Dans une décision marquante, le président syrien Ahmad al-Chareh a publié un décret reconnaissant pour la première fois les droits nationaux des Kurdes en Syrie. Cela survient dans un contexte de tensions persistantes entre le régime et les forces kurdes qui dominent le nord du pays. Grâce à cette nouvelle législation, la langue kurde devient officielle, ce qui permettra son enseignement dans les établissements scolaires. De plus, la célébration du Nowrouz, le nouvel an kurde, sera désormais observée comme un jour férié.

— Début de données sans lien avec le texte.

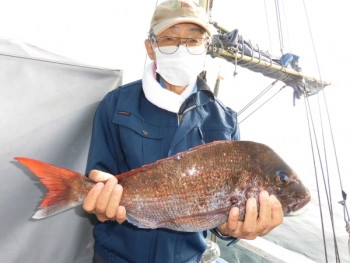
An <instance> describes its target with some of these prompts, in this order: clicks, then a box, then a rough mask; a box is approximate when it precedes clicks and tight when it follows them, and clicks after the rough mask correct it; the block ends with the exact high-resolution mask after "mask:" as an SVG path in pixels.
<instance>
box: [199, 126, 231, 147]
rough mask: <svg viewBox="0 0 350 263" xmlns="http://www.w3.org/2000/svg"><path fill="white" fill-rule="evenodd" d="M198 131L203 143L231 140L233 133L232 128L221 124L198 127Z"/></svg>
mask: <svg viewBox="0 0 350 263" xmlns="http://www.w3.org/2000/svg"><path fill="white" fill-rule="evenodd" d="M199 131H200V135H201V137H202V140H203V142H204V143H208V142H212V141H219V140H232V134H233V133H234V129H233V128H232V127H230V126H228V125H227V126H226V125H223V124H217V125H203V126H201V127H199Z"/></svg>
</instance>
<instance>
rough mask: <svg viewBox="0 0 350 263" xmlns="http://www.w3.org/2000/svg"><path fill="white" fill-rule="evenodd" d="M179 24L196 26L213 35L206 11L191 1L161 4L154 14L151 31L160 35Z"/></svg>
mask: <svg viewBox="0 0 350 263" xmlns="http://www.w3.org/2000/svg"><path fill="white" fill-rule="evenodd" d="M179 23H193V24H196V25H198V26H200V27H202V28H203V29H204V30H205V31H207V32H208V34H209V36H210V35H211V33H210V30H209V19H208V16H207V14H206V11H205V9H204V8H203V7H201V6H200V5H199V4H197V3H195V2H194V1H190V0H181V1H179V0H168V1H165V2H163V3H161V4H159V5H158V6H157V7H156V10H155V11H154V14H153V17H152V21H151V26H150V31H151V30H153V33H154V34H155V35H158V34H160V33H162V32H163V31H164V30H165V29H167V28H169V27H171V26H173V25H176V24H179Z"/></svg>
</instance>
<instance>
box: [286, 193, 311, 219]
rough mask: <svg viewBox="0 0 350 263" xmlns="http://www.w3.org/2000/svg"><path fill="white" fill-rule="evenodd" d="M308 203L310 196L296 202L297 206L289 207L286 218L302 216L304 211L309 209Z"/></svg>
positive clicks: (296, 204) (308, 203) (295, 205)
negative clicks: (299, 215) (290, 216)
mask: <svg viewBox="0 0 350 263" xmlns="http://www.w3.org/2000/svg"><path fill="white" fill-rule="evenodd" d="M310 201H311V196H307V197H305V198H304V199H303V200H302V201H301V202H298V203H297V204H294V205H291V206H289V207H288V209H289V213H288V216H297V215H300V214H303V213H304V212H305V211H306V210H308V208H309V206H308V204H309V202H310Z"/></svg>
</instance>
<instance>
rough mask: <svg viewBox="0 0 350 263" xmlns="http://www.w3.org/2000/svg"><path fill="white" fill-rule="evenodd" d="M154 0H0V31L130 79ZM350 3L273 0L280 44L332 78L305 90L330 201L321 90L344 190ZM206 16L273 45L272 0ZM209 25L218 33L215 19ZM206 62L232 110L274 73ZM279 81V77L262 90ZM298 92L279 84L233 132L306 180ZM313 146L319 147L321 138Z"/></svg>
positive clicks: (143, 44) (210, 82)
mask: <svg viewBox="0 0 350 263" xmlns="http://www.w3.org/2000/svg"><path fill="white" fill-rule="evenodd" d="M159 2H160V1H159ZM155 5H156V1H149V0H148V1H135V0H128V1H113V0H100V1H95V0H84V1H83V0H75V1H71V0H70V1H68V0H61V1H45V0H31V1H25V0H12V1H6V0H0V38H4V39H12V40H16V41H19V42H21V41H23V42H25V43H28V44H31V45H34V46H37V47H39V48H42V49H44V50H47V51H49V52H52V53H55V54H58V55H61V56H64V57H67V58H70V59H73V60H76V61H78V62H82V63H86V64H89V65H93V66H96V67H104V68H112V69H122V70H124V77H123V83H128V82H130V81H134V80H136V79H139V78H141V77H142V72H143V68H144V66H145V63H146V64H147V63H149V62H150V61H149V60H148V59H147V58H146V52H145V49H144V40H145V39H146V37H147V32H148V29H149V28H148V26H149V21H150V19H151V16H152V12H153V9H154V7H155ZM265 5H266V6H265ZM265 10H266V11H265ZM305 11H306V12H305ZM349 11H350V3H349V2H348V1H340V0H338V1H329V0H328V1H326V0H318V1H316V0H304V1H303V0H293V1H280V14H281V21H282V33H283V43H284V50H283V51H284V52H291V53H293V54H296V55H298V56H299V57H300V59H299V62H300V66H301V67H302V70H303V72H304V73H306V74H307V75H311V76H314V77H315V78H317V79H322V80H325V81H328V82H331V83H332V85H331V86H328V87H326V89H325V92H324V93H322V94H320V95H319V96H318V97H317V96H313V97H310V99H309V101H310V103H311V104H312V109H313V116H312V117H313V120H314V122H315V124H316V130H317V132H316V134H317V135H318V136H320V135H322V133H321V129H320V128H321V125H322V126H324V127H323V128H324V129H325V131H324V134H325V137H326V145H327V149H326V155H327V156H328V158H329V163H328V165H329V167H330V174H331V181H332V184H334V185H335V187H336V189H337V191H335V192H334V194H335V200H336V201H337V200H338V199H339V198H340V196H339V191H338V187H339V182H338V180H337V177H338V175H337V171H336V165H335V160H334V157H333V156H334V153H333V151H332V144H331V143H330V142H331V141H332V138H331V137H330V131H329V127H328V126H329V124H328V120H327V118H326V114H327V113H326V112H325V111H324V110H323V109H324V102H323V101H324V97H325V98H326V101H327V107H328V110H329V112H328V114H329V116H330V123H331V127H332V133H333V136H334V137H333V138H334V142H335V146H336V151H337V156H338V162H339V167H340V171H341V175H342V179H343V186H344V188H345V190H347V192H348V193H350V181H349V176H348V171H349V169H350V162H349V156H350V150H349V148H350V136H349V134H350V123H349V116H348V115H349V112H350V104H349V103H348V100H349V95H350V89H349V84H348V73H347V61H346V59H347V48H348V47H349V45H350V39H349V37H348V28H347V25H349V24H350V18H349V17H350V16H349V15H348V14H349ZM212 17H213V20H214V21H216V22H218V23H220V24H222V25H224V26H225V27H226V28H229V29H236V28H237V29H239V33H240V34H242V36H243V37H244V39H246V40H251V41H252V42H253V43H257V44H258V45H259V48H260V49H263V50H269V51H270V53H272V54H275V55H280V54H281V48H280V41H279V38H278V34H277V33H278V31H277V19H276V10H275V1H273V0H264V1H262V0H245V1H238V0H220V1H214V8H213V12H212ZM213 33H216V32H215V29H213ZM207 70H208V83H209V84H210V85H211V86H212V87H213V86H214V84H215V79H216V77H217V75H218V74H219V72H220V75H221V76H222V77H223V78H224V80H222V81H221V87H220V92H219V96H218V98H219V99H220V100H222V101H223V102H224V103H225V104H226V105H227V106H229V107H231V108H233V109H234V110H236V111H239V110H240V109H242V108H243V107H244V106H245V105H246V104H247V103H248V102H249V101H250V100H251V99H253V98H254V97H255V96H256V95H257V94H259V93H260V92H261V91H262V90H263V89H264V88H265V87H267V86H268V85H269V84H270V83H271V82H272V81H273V80H272V79H269V78H266V77H263V76H260V75H259V74H257V73H254V74H252V73H250V72H249V71H248V70H246V69H242V68H238V69H237V70H238V75H237V76H236V77H233V72H234V66H233V65H230V64H228V63H227V62H225V61H223V60H221V59H212V58H210V57H208V59H207ZM282 86H283V85H282V84H278V85H277V86H276V88H275V89H274V90H273V91H272V92H271V93H270V95H272V94H273V93H275V92H276V91H277V90H278V89H279V88H280V87H282ZM265 99H268V97H266V98H265ZM265 99H263V100H262V101H261V102H259V103H258V105H259V104H260V103H262V102H263V101H264V100H265ZM318 101H319V103H320V105H321V108H322V110H321V113H322V116H321V117H320V113H319V111H318ZM304 102H305V101H304V100H300V101H299V102H298V103H297V105H296V106H294V105H293V100H292V89H291V88H288V87H287V88H285V89H283V90H282V91H281V92H280V93H279V94H278V96H276V97H275V98H274V99H272V100H271V102H269V103H268V104H266V105H265V106H263V107H262V108H261V109H259V110H258V111H257V112H256V113H254V114H253V115H252V116H251V117H249V118H248V119H247V120H245V121H244V122H242V123H241V134H242V139H243V140H254V141H258V142H262V143H265V144H267V145H269V146H271V147H272V148H273V149H275V150H276V152H277V153H279V154H280V155H281V156H282V157H283V158H284V159H285V160H286V161H287V163H289V164H290V165H291V166H292V167H294V168H295V169H296V170H297V171H301V174H302V175H301V177H302V178H303V179H304V180H306V181H307V182H311V181H313V180H314V167H313V165H312V163H313V159H312V152H311V149H312V148H311V146H310V145H311V142H310V135H309V130H308V124H307V119H306V114H305V104H304ZM240 118H241V119H242V118H243V116H242V117H240ZM321 120H322V122H321ZM320 141H322V138H321V137H319V142H320ZM314 146H315V143H314ZM315 147H316V146H315ZM319 148H320V149H321V156H324V153H323V150H322V149H323V146H322V144H321V143H320V145H319ZM315 150H317V147H316V148H315ZM316 162H317V161H316Z"/></svg>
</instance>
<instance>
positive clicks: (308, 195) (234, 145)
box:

Dans un discours solennel, al-Chareh a affirmé que les Kurdes constituent "une partie intégrante de la Syrie" et a exprimé son engagement à respecter leurs droits. Il a encouragé cette communauté à s'investir dans le développement du pays. Ce décret comprend également des dispositions pour attribuer la nationalité aux Kurdes privés de citoyenneté à la suite d’un recensement contesté effectué en 1962, une mesure qui avait affecté près de 20% de la population kurde en Syrie.

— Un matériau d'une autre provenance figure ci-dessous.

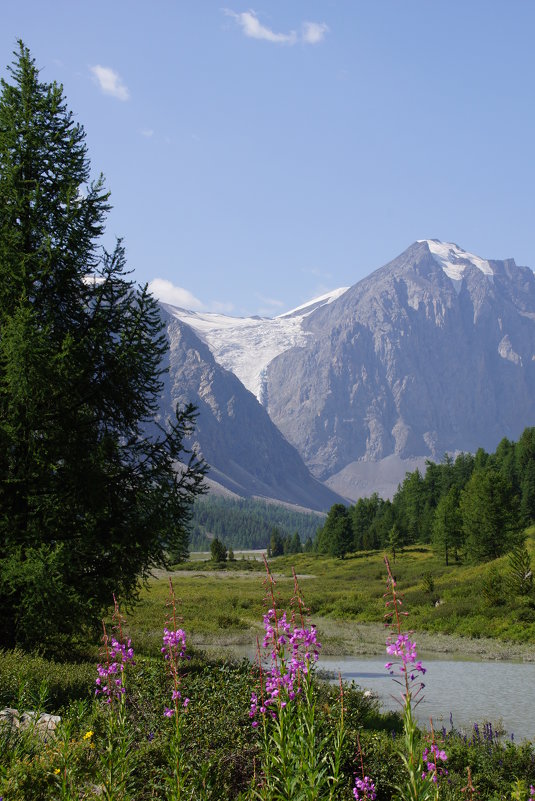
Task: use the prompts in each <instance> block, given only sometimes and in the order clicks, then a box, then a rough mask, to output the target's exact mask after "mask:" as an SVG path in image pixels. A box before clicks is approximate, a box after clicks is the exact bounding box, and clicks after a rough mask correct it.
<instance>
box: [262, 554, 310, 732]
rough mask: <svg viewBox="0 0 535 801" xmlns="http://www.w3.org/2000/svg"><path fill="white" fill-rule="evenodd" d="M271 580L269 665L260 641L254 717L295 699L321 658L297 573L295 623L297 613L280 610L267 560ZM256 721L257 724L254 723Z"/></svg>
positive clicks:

Ce tournant survient alors que les discussions pour mettre en œuvre un accord signé en mars 2025, visant à intégrer les institutions kurdes au sein de l’État syrien, stagnent. Après avoir joué un rôle crucial dans la lutte contre l’État islamique, les forces kurdes ont renforcé leur contrôle sur de vastes régions nord et nord-est du pays durant la guerre civile.
Dans la foulée de ces évolutions, les tensions demeurent vives sur le terrain. Récemment, des combats ont éclaté à Alep, et des renforts syriens ont été déployés près de Deir Hafer. En réaction, le chef des Forces démocratiques syriennes (FDS), Mazloum Abdi, a indiqué sur X qu'ils avaient décidé de retirer leurs troupes, répondant à l'appel de pays alliés et de médiateurs pour se repositionner à l'est de l'Euphrate. Cela reflète un climat d'incertitude, alors que les FDS rapportent de violents bombardements dans la région.
Dans ce contexte complexe, de nombreux experts se demandent si cette reconnaissance des droits kurdes est une véritable avancée ou une manœuvre politique visant à renforcer la légitimité d'un régime de plus en plus contesté. Selon les analyses du journal Le Monde, cela pourrait signaler un tournant dans les relations entre le gouvernement syrien et la population kurde, mais les défis restent nombreux.